Dans un journal japonais une semaine avant la sortie du film, un résumé parut sous la forme suivante :
C’est l’intérieur sinistre d’un hôpital psychiatrique, résonnant de danses, de cris, de hurlements et de vociférations. C’est là que naît une histoire pitoyable et tragique, le drame d’un marin qui a maltraité sa femme, oublié sa fille, et finalement rendu sa femme folle. Après quelques années, le marin, fatigué de la vie, retourne dans sa ville natale et apprend que sa femme a été sauvée dans un hôpital psychiatrique. Il est devenu gardien de l’établissement pour y avoir accès. Sa fille a bien grandi et s’apprête à épouser un jeune homme, mais elle s’inquiète de sa mère folle. La douleur du père, sa peur inquiétante, est que sa femme folle détruise le bonheur de leur fille. C’est ainsi que les événements se déroulent de manière sombre en ce qui concerne la femme folle. [2]

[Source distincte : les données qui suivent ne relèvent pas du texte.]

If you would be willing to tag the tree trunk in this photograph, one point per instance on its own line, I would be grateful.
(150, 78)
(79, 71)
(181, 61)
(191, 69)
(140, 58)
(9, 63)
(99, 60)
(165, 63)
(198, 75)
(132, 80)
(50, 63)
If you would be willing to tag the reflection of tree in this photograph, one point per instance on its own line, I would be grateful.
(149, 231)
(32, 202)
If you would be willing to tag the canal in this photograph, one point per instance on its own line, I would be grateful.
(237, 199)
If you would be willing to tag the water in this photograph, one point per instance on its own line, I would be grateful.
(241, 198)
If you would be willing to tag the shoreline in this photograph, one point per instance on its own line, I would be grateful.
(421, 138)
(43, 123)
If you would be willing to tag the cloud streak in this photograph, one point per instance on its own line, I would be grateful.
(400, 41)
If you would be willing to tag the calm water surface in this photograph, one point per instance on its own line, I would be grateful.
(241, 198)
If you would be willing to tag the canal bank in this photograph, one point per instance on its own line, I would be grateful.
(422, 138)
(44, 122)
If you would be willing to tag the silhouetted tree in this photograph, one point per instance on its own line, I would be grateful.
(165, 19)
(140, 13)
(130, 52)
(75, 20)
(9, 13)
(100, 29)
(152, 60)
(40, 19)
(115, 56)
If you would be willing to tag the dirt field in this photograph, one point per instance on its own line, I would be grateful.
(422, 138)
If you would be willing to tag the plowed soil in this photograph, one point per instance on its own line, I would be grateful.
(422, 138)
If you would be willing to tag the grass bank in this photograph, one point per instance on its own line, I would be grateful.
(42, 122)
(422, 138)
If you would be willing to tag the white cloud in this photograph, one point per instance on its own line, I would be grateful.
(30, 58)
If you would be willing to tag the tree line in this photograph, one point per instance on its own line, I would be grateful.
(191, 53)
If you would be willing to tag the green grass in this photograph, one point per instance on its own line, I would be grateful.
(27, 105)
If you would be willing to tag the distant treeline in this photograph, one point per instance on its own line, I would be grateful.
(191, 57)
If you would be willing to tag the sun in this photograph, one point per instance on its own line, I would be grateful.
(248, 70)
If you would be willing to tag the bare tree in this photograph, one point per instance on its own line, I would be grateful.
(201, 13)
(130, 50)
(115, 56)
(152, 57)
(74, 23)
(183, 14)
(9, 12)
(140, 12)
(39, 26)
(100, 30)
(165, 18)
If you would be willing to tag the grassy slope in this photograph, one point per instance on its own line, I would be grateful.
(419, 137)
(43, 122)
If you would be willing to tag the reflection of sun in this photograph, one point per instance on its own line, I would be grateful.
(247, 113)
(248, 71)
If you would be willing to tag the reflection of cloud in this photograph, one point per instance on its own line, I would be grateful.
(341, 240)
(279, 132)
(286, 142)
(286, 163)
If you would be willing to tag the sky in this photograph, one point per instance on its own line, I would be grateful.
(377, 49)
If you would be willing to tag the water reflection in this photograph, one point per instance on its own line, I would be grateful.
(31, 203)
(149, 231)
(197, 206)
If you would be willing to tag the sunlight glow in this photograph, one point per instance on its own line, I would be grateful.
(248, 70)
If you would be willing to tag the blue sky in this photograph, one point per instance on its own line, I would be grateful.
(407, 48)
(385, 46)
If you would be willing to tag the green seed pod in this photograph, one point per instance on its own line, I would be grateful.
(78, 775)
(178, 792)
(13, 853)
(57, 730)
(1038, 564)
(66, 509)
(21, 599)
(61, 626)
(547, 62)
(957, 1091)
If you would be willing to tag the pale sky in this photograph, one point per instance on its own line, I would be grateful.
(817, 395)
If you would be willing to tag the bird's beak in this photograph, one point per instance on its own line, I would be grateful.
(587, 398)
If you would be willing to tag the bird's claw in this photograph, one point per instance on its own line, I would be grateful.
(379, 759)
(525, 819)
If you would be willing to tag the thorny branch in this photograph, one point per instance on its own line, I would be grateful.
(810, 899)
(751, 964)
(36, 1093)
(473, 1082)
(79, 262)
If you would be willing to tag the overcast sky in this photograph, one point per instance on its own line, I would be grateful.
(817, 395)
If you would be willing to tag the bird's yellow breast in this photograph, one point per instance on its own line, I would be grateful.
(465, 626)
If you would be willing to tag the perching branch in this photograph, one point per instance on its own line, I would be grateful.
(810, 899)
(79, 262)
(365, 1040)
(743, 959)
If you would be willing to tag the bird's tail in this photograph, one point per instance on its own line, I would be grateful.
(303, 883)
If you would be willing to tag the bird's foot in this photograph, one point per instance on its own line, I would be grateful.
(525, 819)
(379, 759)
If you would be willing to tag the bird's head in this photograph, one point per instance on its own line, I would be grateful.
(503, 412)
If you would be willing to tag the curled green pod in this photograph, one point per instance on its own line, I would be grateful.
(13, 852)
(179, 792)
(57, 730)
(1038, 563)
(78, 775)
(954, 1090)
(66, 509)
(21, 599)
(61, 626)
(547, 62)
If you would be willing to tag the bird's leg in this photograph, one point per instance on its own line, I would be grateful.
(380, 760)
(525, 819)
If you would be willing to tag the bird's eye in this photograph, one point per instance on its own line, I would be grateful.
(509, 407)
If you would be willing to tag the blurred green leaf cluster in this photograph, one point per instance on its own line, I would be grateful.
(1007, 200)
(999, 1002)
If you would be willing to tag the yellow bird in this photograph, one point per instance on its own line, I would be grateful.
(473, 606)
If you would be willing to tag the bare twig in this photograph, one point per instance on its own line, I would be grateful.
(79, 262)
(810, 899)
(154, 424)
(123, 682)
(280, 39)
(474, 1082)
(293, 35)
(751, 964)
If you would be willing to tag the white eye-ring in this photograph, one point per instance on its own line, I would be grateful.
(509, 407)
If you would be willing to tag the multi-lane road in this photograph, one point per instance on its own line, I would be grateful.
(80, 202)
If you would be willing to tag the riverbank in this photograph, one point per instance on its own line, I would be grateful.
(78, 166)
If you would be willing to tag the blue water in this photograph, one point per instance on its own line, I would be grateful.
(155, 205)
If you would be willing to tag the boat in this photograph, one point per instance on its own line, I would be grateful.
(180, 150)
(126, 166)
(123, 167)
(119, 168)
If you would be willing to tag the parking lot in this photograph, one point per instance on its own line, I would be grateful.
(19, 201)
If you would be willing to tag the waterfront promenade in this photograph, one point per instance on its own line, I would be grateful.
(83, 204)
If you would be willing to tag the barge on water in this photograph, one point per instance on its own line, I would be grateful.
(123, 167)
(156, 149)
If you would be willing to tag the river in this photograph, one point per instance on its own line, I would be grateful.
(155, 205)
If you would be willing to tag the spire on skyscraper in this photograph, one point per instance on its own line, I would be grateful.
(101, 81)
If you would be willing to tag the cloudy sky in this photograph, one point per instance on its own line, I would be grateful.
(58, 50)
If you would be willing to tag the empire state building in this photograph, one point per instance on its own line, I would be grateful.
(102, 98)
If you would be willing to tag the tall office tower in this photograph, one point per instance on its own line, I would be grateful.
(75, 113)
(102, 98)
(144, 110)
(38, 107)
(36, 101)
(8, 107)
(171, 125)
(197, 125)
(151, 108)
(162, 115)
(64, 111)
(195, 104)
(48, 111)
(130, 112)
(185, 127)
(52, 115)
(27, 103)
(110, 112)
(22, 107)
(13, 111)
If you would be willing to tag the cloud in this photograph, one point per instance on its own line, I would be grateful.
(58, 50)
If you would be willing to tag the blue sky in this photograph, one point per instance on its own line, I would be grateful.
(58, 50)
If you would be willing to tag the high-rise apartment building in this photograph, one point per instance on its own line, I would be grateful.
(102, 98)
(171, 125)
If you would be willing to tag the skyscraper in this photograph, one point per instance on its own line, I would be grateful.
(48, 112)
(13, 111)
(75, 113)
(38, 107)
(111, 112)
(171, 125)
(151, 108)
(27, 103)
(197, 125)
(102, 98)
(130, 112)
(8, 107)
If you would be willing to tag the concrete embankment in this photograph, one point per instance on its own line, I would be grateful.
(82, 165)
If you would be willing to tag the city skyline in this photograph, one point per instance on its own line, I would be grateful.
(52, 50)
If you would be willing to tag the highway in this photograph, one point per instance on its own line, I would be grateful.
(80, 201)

Malgré un résumé décrivant une œuvre dramatique tout ce qui il y a de plus normal pour une œuvre se rapportant au genre du gendaigeki[3], le film n’est pourtant pas aussi linéaire que prévu. Point d’une grande importance, bien que la retrouvaille du film cinquante ans après sa disparition permis à une nouvelle génération de découvrir l’œuvre, la version à notre disposition est amputée de multiples scènes. Décrite en détail par Aaron Gerow dans A Page of Madness : Cinema and Modernity in 1920s Japan, l’étude du script soumis au département de censure montre des scènes non présentes dans le film actuel. Preuve supplémentaire, la longueur du film se trouve être largement réduite par rapport à celle soumise à la censure à sa sortie, en passant 2142 mètres à 1617, soit près de 25minutes de film.[4] Difficile donc d’établir une compréhension globale de l’œuvre lorsque plus d’un quart est manquant. Ce qui est cependant apparent, c’est que A Page of Madness est une œuvre visuelle plutôt que narrative, et se montre dès ses premières minutes comme expérimental. Les plans se succèdent à l’arrivée d’une voiture mystérieuse, le flot continu d’eau sur le sol, de pluie sur les barreaux, d’ombres d’arbres déchainés. Les images s’enchainent et se superposent dans des surimpressions et accélérations de montage. Le rythme s’accélère jusqu’à atteindre un stade presque hypnotique, avant de basculer vers une séquence d’une danseuse ou le montage reprend un style narratif classique. À travers sa durée de 71minutes, A Page of Madness répète à plusieurs reprises ce schéma, alternant donc entre un style d’avant-garde et purement traditionnel. Dans ce style frénétique, Kinugasa empreinte à une influence cinématographique française de plus en plus en plus présente au Japon à cette période. Caractérisé par un rythme rapide de découpage mettant souvent en relation l’intériorité d’un personnage ou l’atmosphère d’un lieu, ce type de découpage apparait massivement vers 1925. Des films comme The Earth Smiles (Daichi wa hohoemu, 1925) de Ushihara Kiyohiko ou encore The Evening Bell (Yû no kane, 1925) de Shimazu Yasujirô témoignent d’une pratique qui n’était pas unique à notre œuvre.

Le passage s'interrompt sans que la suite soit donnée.